Charitable donation tax credit
Donations made to registered charities, registered Canadian amateur athletic associations, Canadian municipalities, the federal government or a provincial government are eligible for a tax credit. According to the CRA, in any one year, you may claim: donations made by December 31 of the applicable tax year; any unclaimed donations made in the previous five years; and any unclaimed donations made by your spouse or common law partner in the year or in the previous five years. And remember any eligible amount you give above $200 qualifies you for a higher rate. Here is the tip: if you/your spouse accumulate less than $200 for the current year, it may be better off carrying over to the following year once the donation is over $200.

Here is an example:
Isabelle lives in the province of Ontario and donated $400 in 2016 to registered charities:

The federal charitable tax credit rate is 15% on the first $200 and 29% on the remaining $200. Her federal tax credit is therefore (15% × $200) + (29% × 200) = $88.
The provincial charitable tax credit rates for Ontario for 2016 are 11% on the first $200 and 15% on the remaining $200. Therefore, her provincial tax credit is (11% × $200) + (15% × $200) = $52.
Her combined charitable tax credit is ($88 + $52) = $140

Medical expenses tax credit
Payments to medical practitioners, dentists or nurses, or to public or licensed private hospitals in respect of medical or dental services can be claimed as medical expenses. They can be paid for yourself, your spouse or common-law partner or your dependents. Generally, total eligible medical expenses are first being reduced by 3% of your/ your spouse net income or $2,237, whichever is less. Therefore, it is optimized to claim medical expense on the spouse who has lower net income. Other than that, you can select your 12-month period to maximize the tax credit. The 12-month period ending in the year may vary from year to year as long as the same expense is not claimed twice. Keep your receipts for next year if some of your 2016 expenses are not claimed as a credit in 2017.

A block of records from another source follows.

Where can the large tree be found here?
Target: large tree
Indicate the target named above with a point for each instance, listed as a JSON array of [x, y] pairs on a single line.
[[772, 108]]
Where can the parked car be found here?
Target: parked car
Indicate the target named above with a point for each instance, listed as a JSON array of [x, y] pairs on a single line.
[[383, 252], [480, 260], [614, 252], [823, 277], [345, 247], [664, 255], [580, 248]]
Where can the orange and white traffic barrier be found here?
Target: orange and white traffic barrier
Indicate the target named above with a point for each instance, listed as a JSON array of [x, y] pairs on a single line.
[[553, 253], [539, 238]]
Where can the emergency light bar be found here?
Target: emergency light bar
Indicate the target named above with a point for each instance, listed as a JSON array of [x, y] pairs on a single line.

Children’s fitness and arts tax credits 

Effective for the 2016 taxation year, the maximum eligible amount per child will be REDUCED to $500 from $1,000 for the children’s fitness tax credit (which will remain refundable for 2016) and to $250 from $500 for the children’s arts tax credit. The supplemental amounts for children eligible for the disability tax credit will remain at $500 for both credits for 2016. Therefore, the maximum credit is reduced to $75 respectively. Remember, this is the last year to receive this credit. Effective for the 2017 and subsequent taxation years, both credits will be eliminated. Also, remember, the year in which the tax credit can be claimed is determined by THE DATE when the fees are paid, not when the activity takes place, make sure you can max out the benefit that you are entitled to.

Bring questions to your accountant
If you have complex or significant financial situations, make sure you consult with accountants for tax implications before the transactions occurs. One thing that I strongly suggest is to bring all the key documents and make an appointment before the busy time so that your accountant can easily look through the key facts and pinpoint the potential tax issues. Accountants always like to plan things ahead to avoid any surprise later on. Transactions like business compensation mix, rental property, purchase/sale of business/property are complex and tax treatments vary based on situations. Bring questions to your accountants and get a clear answer. Remember, this is an excellent opportunity for you to maximize your income tax planning opportunity, assuming you are only seeing them once a year.